Habib Husein mencoba membesarkan hati ibunya sambil berkata : “janganlah takut dan berkecil hati, apapun akan ku hadapi, senantiasa bertakwalah kepada Allah, sesungguhnya ia bersama kita.”
Akhirnya berangkatlah Al Habib Husein menuju daratan Gujarat di India. Sampailah Al Habib Husein di sebuah kota bernama “Surati” di wilayah Gujarat, sedangkan penduduknya beragama non-Muslim. Mulailah Habib Husein menyebarkan Islam di kota tersebut dan kota-kota sekitarnya. Kedatangan Habib Husein di kota tersebut membawa Rahmatan Lil ‘Alamin.
Kedatangan Habib Husein di Gujarat, India tatkala negeri tersebut sedang dilanda paceklik, dengan kurangnya air bersih dan kekeringan melanda seluruh negeri membuat hati Habib Husein merasa sedih. Dengan memohon pertolongan Allah SWT, maka Habib Husein mengangkat kedua tangannya seraya memohon pertolongan Allah ta’ala untuk diturunnya hujan di negeri Gujarat. Atas pertolongan Allah ta’ala dan Karomah dari kedudukan Ruhaniyah Habib Husein maka hujanpun mengguyur negeri Gujarat hingga membuat paceklik di Gujarat menjadi kemakmuran bagi rakyat Gujarat. Dari kejadian ini, banyak warga yang non-muslim masuk Islam dengan wasilah Haib Husein al-Aydarus.
Tak Banyak redaksi yang menyebutkan berapa lama Habib Husein Alaydrus tinggal dan menetap di Tanah Gujarat. Hingga sekitar tahun 1746 Masehi Habib Husein al-Aydarus tiba di Tanah Batavia yang kala itu menjadi wilayah kekuasaan Hindia Belanda yang dibawah kekuasaan VOC (Vereenigde Oostindische Compagnie/Persatuan Perusahaan Hindia Timur).

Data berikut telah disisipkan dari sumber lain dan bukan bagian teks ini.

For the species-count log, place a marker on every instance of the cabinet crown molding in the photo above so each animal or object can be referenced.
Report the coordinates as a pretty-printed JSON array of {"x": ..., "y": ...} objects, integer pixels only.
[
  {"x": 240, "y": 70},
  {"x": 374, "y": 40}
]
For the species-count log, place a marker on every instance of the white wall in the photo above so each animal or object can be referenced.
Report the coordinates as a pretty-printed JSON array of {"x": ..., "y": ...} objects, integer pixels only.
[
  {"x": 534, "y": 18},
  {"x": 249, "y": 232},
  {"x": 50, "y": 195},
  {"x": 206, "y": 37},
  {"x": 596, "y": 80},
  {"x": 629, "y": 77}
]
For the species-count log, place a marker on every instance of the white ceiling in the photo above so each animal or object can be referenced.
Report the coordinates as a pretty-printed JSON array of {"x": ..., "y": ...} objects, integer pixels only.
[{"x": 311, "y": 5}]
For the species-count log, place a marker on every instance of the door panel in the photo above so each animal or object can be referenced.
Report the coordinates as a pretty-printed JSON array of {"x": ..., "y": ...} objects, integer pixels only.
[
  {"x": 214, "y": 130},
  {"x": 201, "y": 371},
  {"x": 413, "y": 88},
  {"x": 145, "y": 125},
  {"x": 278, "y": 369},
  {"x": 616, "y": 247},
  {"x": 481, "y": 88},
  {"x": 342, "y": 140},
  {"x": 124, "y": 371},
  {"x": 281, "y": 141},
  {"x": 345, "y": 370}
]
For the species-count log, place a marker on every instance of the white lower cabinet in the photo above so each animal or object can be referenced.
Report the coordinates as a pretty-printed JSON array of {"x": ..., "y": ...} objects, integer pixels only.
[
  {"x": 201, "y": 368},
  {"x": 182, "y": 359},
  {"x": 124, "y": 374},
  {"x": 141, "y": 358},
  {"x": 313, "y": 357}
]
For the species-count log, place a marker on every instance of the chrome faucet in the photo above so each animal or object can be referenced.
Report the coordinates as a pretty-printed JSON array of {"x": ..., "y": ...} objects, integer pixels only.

Disinilah tempat persinggahan terakhir dalam mensyiarkan Islam. Beliau mendirikan Surau sebagai pusat pengembangan ajaran Islam yang beliau beri Nama Surau an-Nur (Sekarang menjadi Masjid an-Nur Keramat Luar Batang). Beliau banyak dikunjungi bukan saja dari daerah sekitarnya, melainkan juga datang dari berbagai daerah untuk belajar Islam atau banyak juga yang datang untuk didoakan. Pesatnya pertumbuhan dan minat orang yang datang untuk belajar agama Islam ke Habib Husein terlihat oleh pemerintah VOC dipandang akan mengganggu ketertiban dan keamanan. Akhirnya Habib Husein beserta beberapa pengikut utamanya di jatuhi hukuman, dan ditahan di penjara Glodok.
Habib Husein wafat di usia muda, ketika berumur kurang lebih 30-40 tahun. Beliau meninggal pada hari kamis tanggal 17 Ramadhan 1169 atau bertepatan tanggal 27 Juni 1756 M. Sesuai dengan peraturan pada masa itu bahwa setiap orang asing harus di kuburkan di pemakaman khusus yang terletak di Tanah Abang Said Naum Sebagai mana layaknya, jenazah Habib Husein di usung dengan kurung batang (keranda). Ternyata sesampainya di pekuburan jenazah Habib Husein tidak ada dalam kurung batang. Anehnya jenazah Habib Husein kembali berada di tempat tinggal semula. Dalam bahasa lain jenazah Habib Husein keluar dari kurung batang, pengantar jenazah mencoba kembali mengusung jenazah Habib Husein ke kuburan yang dimaksud, namun demikian jenazah Habib Husein tetap saja keluar dan kembali ke tempat tinggal semula.
Hingga akhirnya jenazah Habib Husein bin Abubakar al-Aydarus di makamkan di tempat jenazah beliau berada di halaman Masjid yang beliau dirikan dan menjadi pusat dakwah beliau yang sekarang kita kenal dengan sebutan Masjid An-Nur dan Kampung dimana Habib Husein berdakwah dikenal dengan sebutan Kampung Keramat Luar Batang. Lokasinya berada di Jl. Luar Batang V No.10, RT.6/RW.3, Penjaringan, Kec. Penjaringan, Jakarta Utara, Daerah Khusus Ibukota Jakarta 14440.